"The next global volcanic catastrophe" with Prof David Pyle

Past Event

Date
30 November 2017, 3:00pm - 4:30pm

Location
Oxford Institute of Population Ageing
66 Banbury Road, Oxford, OX2 6PR

This seminar is organised by the Oxford Institute of Population Ageing.

Volcanoes are distributed unequally around the globe; and present a direct threat to the tens to hundreds of millions of people who live on and around them. Volcanic disasters of the past three hundred years have primarily been due to the inundation of communities with hot avalanches, mudflows and ash, with little or no warning. But three particular events over the same period point to the potential impacts of the next eruption of regional to global significance. The eruption of Tambora, Indonesia, in 1815 was followed by the ‘Year without a summer’ of 1816, and the collapse of food production in northern Europe. The eruption of Laki volcano in Iceland in 1783-4 caused an unprecedented air-quality crisis in Europe in summer 1783; while the much smaller eruption of Eyjafjallajökull in 2010 caused unprecedented disruption to European air travel. In this talk, I shall explore the anatomy of volcanic disasters of the past; explore some of the challenges in volcano monitoring today, and develop some hypotheses about the nature and consequences of the next global volcanic disaster.

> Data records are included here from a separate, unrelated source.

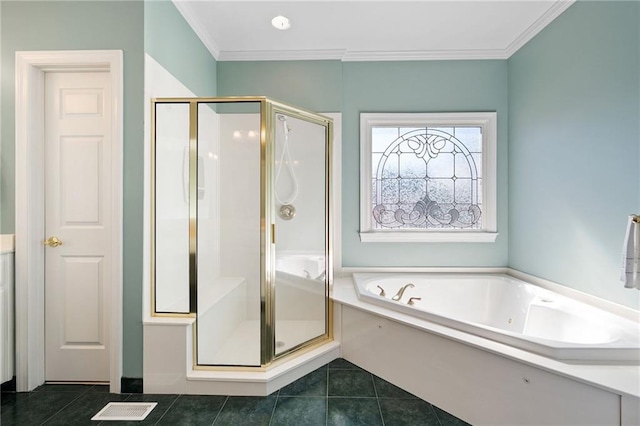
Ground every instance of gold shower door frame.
[150,96,333,371]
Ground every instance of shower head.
[276,114,291,133]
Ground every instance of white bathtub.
[353,273,640,363]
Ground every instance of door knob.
[44,237,62,247]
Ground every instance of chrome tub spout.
[391,283,415,302]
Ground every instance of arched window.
[361,113,496,241]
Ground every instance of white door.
[44,72,113,382]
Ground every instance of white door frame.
[15,50,123,393]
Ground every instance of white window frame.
[360,112,498,242]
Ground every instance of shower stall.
[150,97,332,369]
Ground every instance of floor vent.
[91,402,158,421]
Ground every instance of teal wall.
[1,1,144,377]
[218,61,342,112]
[509,2,640,309]
[218,61,508,266]
[144,0,217,96]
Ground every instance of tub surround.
[332,272,640,425]
[353,273,640,364]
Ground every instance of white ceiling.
[173,0,573,61]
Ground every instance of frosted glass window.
[360,113,496,241]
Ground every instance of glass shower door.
[272,109,329,357]
[197,102,262,366]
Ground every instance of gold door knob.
[44,237,62,247]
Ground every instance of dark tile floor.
[0,359,466,426]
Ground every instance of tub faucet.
[391,283,415,302]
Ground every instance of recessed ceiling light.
[271,16,291,30]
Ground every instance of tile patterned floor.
[0,359,467,426]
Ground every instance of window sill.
[360,232,498,243]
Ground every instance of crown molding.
[217,49,507,62]
[505,0,576,58]
[217,49,346,61]
[342,49,507,62]
[171,0,220,61]
[172,0,576,62]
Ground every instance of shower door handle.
[43,237,62,247]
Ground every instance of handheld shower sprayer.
[273,114,298,220]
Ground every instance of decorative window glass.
[360,113,497,241]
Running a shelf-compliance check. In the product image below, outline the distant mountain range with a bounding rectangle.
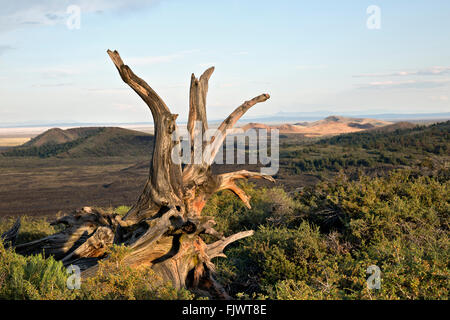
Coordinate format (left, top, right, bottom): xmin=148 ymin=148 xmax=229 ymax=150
xmin=0 ymin=111 xmax=450 ymax=128
xmin=242 ymin=116 xmax=392 ymax=137
xmin=2 ymin=127 xmax=153 ymax=158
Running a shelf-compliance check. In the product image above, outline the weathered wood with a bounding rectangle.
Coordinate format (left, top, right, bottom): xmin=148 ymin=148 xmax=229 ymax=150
xmin=8 ymin=50 xmax=273 ymax=298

All welcome. Registration not required. Coffee and cake after the seminar.
For more information please see: www.ageing.ox.ac.uk

About the speaker

Professor David Pyle (Professor of Earth Sciences; Fellow of St Anne's College) is a volcanologist, whose work focuses on the causes and consequences of volcanic activity. In recent years he has worked on young volcanoes in Chile, Greece and Ethiopia, investigating the long-term geological feedbacks between tectonic processes, climate and volcanism. For the past five years, he has been working within the NERC-ESRC ‘STREVA’ project on the social dimensions of volcanic hazards and risk, with a particular focus on the Caribbean. This work stimulated his interests in historical volcanology, which he explored in the Bodleian Libraries Volcanoes exhibition in Spring 2017.